Pinzón received honourable mention for his outstanding academic performance as BSC in economics. He holds a Master's of Science in economics from the Pontifical Xavierian University, where in addition, he was awarded a scholarship for his Master's in Public Policy at Princeton University's Woodrow Wilson School of Public and International Affairs. Pinzón also completed his advanced studies in international relations and strategic studies at The Johns Hopkins University, and in science and technology policy at Harvard University.

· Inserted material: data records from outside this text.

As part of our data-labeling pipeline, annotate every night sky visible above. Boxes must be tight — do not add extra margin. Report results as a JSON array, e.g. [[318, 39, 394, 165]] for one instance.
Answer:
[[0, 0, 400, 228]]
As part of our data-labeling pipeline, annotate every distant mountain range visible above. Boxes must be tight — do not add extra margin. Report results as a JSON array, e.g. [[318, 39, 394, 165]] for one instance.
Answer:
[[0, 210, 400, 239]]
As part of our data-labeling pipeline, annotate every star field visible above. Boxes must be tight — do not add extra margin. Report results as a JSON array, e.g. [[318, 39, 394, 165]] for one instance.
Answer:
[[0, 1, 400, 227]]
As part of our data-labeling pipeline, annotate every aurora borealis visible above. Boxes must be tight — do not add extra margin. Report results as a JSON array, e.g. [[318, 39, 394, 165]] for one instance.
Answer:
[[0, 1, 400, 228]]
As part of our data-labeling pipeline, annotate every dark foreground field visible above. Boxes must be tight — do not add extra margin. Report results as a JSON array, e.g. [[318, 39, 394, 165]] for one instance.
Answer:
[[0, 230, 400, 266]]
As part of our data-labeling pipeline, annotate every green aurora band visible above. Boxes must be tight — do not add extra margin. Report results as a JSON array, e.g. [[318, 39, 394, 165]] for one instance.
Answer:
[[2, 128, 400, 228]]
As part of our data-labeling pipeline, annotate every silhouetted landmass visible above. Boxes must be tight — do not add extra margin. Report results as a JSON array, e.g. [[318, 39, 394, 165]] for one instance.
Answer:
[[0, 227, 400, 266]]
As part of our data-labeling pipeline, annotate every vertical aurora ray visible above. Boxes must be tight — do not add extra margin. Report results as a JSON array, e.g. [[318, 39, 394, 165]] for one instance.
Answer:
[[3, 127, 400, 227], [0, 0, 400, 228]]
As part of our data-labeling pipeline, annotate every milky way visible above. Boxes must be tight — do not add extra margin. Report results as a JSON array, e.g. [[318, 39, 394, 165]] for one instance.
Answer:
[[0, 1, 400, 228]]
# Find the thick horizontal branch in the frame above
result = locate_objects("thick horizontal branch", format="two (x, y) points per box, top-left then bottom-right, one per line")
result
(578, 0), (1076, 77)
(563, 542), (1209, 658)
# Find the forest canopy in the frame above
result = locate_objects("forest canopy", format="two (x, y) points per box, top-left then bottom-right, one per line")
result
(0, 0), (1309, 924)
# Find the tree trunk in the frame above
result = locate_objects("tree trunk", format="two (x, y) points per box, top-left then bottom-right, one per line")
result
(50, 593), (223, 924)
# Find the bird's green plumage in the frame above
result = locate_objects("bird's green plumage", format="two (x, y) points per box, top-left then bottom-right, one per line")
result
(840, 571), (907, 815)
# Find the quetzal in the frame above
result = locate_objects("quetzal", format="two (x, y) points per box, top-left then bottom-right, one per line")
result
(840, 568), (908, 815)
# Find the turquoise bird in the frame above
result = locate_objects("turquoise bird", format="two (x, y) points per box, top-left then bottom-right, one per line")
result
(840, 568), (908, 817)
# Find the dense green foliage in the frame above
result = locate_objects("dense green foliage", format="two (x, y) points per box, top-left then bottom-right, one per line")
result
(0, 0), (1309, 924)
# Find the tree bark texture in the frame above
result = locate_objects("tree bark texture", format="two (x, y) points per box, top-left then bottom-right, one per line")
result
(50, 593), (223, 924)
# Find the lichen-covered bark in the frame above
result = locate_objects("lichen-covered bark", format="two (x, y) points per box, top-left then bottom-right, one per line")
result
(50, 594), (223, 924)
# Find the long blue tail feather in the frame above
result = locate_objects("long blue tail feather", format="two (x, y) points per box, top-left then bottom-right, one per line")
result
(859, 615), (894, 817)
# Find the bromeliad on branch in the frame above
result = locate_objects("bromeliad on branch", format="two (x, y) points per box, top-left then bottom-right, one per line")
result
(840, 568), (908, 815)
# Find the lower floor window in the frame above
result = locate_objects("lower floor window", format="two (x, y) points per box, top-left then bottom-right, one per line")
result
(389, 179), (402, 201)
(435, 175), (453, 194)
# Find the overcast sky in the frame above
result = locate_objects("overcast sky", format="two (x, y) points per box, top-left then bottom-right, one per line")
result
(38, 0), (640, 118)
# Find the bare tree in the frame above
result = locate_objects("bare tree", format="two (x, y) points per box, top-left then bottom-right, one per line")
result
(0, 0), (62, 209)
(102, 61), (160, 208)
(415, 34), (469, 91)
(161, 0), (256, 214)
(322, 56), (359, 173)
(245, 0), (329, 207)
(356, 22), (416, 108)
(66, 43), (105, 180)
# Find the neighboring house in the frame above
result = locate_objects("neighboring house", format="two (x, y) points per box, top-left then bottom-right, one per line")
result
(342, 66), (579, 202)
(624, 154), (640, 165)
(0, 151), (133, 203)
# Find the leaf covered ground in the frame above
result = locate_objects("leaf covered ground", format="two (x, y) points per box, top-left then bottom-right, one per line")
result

As part of his public service, Pinzón served as the Deputy Minister of Defence. In 2010, President Juan Manuel Santos Calderón appointed him as Presidential Chief of Staff. His public and private tenure also includes positions such as, Senior Advisor to the executive director at the World Bank, Vice President of the Colombian Banking Association, Assistant Vice President of Investment Banking at Citigroup, private Secretary and Chief of Staff for the Finance and Public Credit Ministry, and as an Economist for Colombia at Citigroup. The World Economic Forum selected him a Young Global Leader in 2011.

Pinzón has remained an active member of the International Institute for Strategic Studies since 2000. In the early 2000s, he participated in the UNDP Expert Council's efforts to design a democratic security agenda for Colombia. While with the Ministry of Finance, he was responsible for the coordination of the Defence Ministry budget by special request of the Minister.

Pinzón taught economics at the Pontifical Xavierian University and the Universidad de Los Andes. He has also published several articles in recognised academic magazines and newspapers on financial markets, macroeconomic policy and financial policy.

==2018 Colombian Presidential Election==
On 19 May 2017, Juan Carlos Pinzón declared his candidacy to become Colombia's next president in the 2018 elections. Pinzón has made his criticisms of the Colombian Peace Process a key element of his campaign, claiming that the FARC guerrilla group has not completely disarmed and that the amnesty program within the peace agreements are unfair to the country's victims. Colombian President Juan Manuel Santos has rejected the criticism and attacked Pinzón personally, frankly stating that the struggle for power brings out the worst in human nature.

Pinzón built a citizen movement called 'Ante Todo Colombia' to collect signatures so he could launch his presidential campaign and after getting more than half a million signatures, he became a Presidential candidate. A month later, he became the Vice President candidate for Germán Vargas Lleras, thus withdrawing his own campaign.

==Personal life==
Pinzón was born on 22 December 1971 in Bogotá to Coronel Rafael Pinzón Rincón and Marlene Bueno. He is married to María del Pilar Lozano.